France wants the embargo to be delayed by no more than three months to allow nations including Greece, Italy and Spain to find alternative supplies, according to a French government official, who declined to be identified, citing state rules. While France is seeking a shorter exemption for existing crude purchase contracts, a six-month delay favored by more EU nations remains the more likely compromise, said the second person, an EU diplomat, who also asked not to be identified because the talks are confidential. Both officials spoke yesterday.
EU foreign ministers are scheduled to decide on the ban, which will probably also include an exemption for Eni SpA (ENI), Italy’s biggest oil company, at a Jan. 23 meeting. The embargo requires unanimity among the bloc’s 27 states. Iranian officials have threatened to block the Strait of Hormuz, through which almost 20 percent of the world’s oil flows, if exports are curbed.
“It is important for Iran to desist from statements on this subject and to engage instead with the offer of negotiations,” U.K. Foreign Secretary William Hague told lawmakers in the House of Commons in London today. “In the meantime, we are working ahead of next week’s foreign-affairs council in Brussels to extend sanctions on Iran, including an oil embargo on a phased basis, to increase the peaceful pressure on Iran to negotiate.”
Any attempt to block the waterway would be “very damaging to Iran, to their own economy and their own situation,” Hague said.
Oil rose for the first time in four days today as France pushed for faster enforcement of the ban and German investor confidence jumped the most on record. Crude for February delivery rose $1.20, or 1.2 percent, to $99.90 a barrel at 10:38 a.m. on the New York Mercantile Exchange.

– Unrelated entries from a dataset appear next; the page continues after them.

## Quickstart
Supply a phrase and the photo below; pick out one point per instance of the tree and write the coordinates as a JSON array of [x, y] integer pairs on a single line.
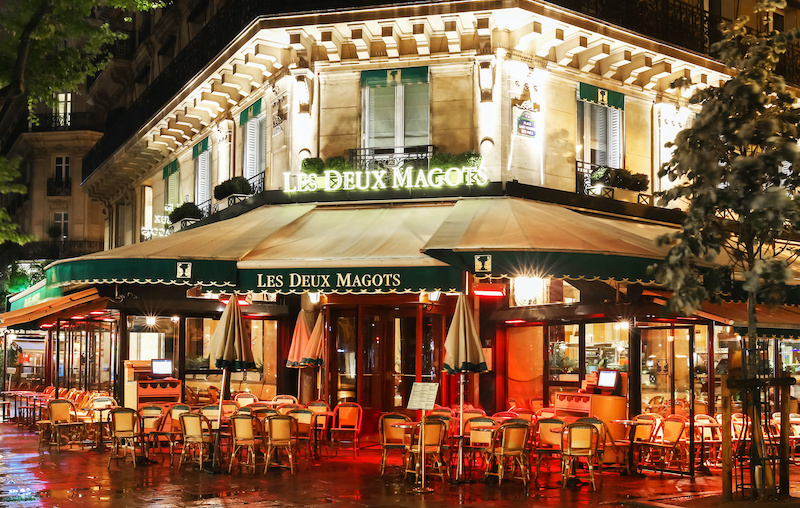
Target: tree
[[737, 168], [48, 46]]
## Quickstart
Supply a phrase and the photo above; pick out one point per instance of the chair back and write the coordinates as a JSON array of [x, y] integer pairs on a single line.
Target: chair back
[[477, 436], [194, 425], [318, 406], [389, 434], [288, 406], [548, 432], [123, 420], [672, 428], [305, 420], [513, 437], [242, 427], [282, 429], [245, 399], [61, 410], [151, 418], [580, 438], [348, 415]]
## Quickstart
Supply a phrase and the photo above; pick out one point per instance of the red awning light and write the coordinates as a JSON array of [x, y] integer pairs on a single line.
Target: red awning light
[[489, 289]]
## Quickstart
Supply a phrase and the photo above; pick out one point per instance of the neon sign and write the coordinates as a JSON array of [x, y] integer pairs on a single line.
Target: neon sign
[[381, 179]]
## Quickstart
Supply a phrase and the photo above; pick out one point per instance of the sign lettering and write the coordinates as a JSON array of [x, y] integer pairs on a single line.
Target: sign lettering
[[399, 178]]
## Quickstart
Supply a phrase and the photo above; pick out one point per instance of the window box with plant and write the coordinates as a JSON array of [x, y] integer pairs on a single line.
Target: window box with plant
[[624, 184], [184, 215], [232, 191]]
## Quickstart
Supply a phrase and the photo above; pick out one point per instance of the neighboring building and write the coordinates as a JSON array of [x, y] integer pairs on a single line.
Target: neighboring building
[[528, 101]]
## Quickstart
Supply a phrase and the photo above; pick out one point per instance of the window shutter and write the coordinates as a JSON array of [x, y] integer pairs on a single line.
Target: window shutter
[[250, 137], [616, 138], [601, 134], [203, 169]]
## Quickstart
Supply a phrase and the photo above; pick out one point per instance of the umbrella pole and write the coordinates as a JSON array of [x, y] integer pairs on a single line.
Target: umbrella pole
[[218, 437]]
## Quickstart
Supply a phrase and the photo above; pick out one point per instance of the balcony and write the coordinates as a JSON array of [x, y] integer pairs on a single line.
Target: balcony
[[59, 186], [83, 121], [585, 187], [364, 159]]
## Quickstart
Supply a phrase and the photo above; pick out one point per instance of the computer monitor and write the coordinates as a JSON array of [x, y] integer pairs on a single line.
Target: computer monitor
[[609, 381], [161, 367]]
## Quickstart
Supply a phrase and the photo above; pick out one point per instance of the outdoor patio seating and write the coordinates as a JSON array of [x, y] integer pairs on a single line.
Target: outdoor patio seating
[[124, 428], [392, 438], [346, 425], [547, 440], [198, 440], [281, 435], [427, 448], [580, 441], [509, 450], [244, 439]]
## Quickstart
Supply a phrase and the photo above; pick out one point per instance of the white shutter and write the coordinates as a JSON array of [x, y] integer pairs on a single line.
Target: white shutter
[[250, 138], [203, 177], [261, 144], [601, 135], [616, 137]]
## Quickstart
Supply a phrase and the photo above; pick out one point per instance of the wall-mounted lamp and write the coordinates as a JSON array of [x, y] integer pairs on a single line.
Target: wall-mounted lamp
[[489, 289], [485, 76]]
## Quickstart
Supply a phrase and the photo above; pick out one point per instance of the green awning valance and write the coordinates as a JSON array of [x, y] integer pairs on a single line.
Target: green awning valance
[[250, 112], [170, 168], [394, 77], [200, 147], [597, 95]]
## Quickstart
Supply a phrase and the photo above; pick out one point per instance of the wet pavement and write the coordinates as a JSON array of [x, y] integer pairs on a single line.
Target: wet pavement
[[77, 477]]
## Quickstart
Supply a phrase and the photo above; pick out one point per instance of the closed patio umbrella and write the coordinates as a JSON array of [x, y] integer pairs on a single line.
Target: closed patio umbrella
[[462, 354], [232, 352], [300, 338], [313, 354]]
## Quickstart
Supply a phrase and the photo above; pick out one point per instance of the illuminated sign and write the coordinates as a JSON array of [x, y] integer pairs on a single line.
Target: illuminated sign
[[380, 179]]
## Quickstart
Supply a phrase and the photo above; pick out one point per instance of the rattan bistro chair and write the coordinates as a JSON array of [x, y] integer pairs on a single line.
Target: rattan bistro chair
[[123, 424], [392, 438]]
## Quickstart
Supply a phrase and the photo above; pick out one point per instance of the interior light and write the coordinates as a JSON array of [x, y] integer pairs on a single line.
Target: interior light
[[489, 289]]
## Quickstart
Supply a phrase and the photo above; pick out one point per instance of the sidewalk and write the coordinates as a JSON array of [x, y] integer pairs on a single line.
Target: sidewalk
[[74, 477]]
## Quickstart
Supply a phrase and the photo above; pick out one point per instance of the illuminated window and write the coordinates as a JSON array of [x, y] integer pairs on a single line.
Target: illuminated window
[[202, 171], [254, 128], [62, 169], [172, 185], [397, 108], [61, 221], [63, 110], [601, 126]]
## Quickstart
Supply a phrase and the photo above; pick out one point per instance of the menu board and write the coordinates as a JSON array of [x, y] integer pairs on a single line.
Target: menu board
[[423, 396]]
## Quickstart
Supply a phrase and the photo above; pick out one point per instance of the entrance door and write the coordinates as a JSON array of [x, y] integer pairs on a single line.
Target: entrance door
[[378, 352], [667, 370]]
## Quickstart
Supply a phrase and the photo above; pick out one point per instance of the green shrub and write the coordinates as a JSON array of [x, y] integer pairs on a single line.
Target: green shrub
[[187, 210], [312, 165], [236, 185]]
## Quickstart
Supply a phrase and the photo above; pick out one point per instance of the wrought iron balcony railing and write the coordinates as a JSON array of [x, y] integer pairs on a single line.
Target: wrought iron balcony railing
[[364, 159], [59, 186]]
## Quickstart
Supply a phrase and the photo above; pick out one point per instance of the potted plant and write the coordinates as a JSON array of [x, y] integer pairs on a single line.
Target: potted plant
[[187, 210], [236, 185]]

The EU is moving toward the proposed oil embargo under pressure from the U.S. and isn’t “prepared to embark on such actions,” Ramin Mehmanparast, a spokesman for Iran’s Foreign Ministry, said at a press conference in Tehran today. He called the proposed sanctions “illegal and illogical.”
A gradual implementation of the embargo would satisfy the concern of nations most dependent on Iranian crude, including Italy, Greece and Spain. The three countries accounted for about 68 percent of EU imports from Iran in 2010, European Commission data show.
Nations including Germany and the U.K. also favored the shortest delay, while nations most exposed to imports from Iran pressed for an exemption of as long as 12 months, the EU diplomat said. The EU will probably adopt a six-month phase-in, two people with knowledge of the matter said on Jan. 13.
The U.S. and EU say Iran’s nuclear-development plans are aimed at building atomic weapons. Iran, the second-largest oil producer in the Organization of Petroleum Exporting Countries after Saudi Arabia, says its program is for civilian purposes only.
EU sanctions on Iran already include an embargo on equipment for and investment in the oil and natural gas industries. The bloc has also imposed restrictions on transfers of funds to and from Iran.
A group of U.S. senators called on the EU earlier this month to impose sanctions on Iran’s central bank in addition to the planned oil ban.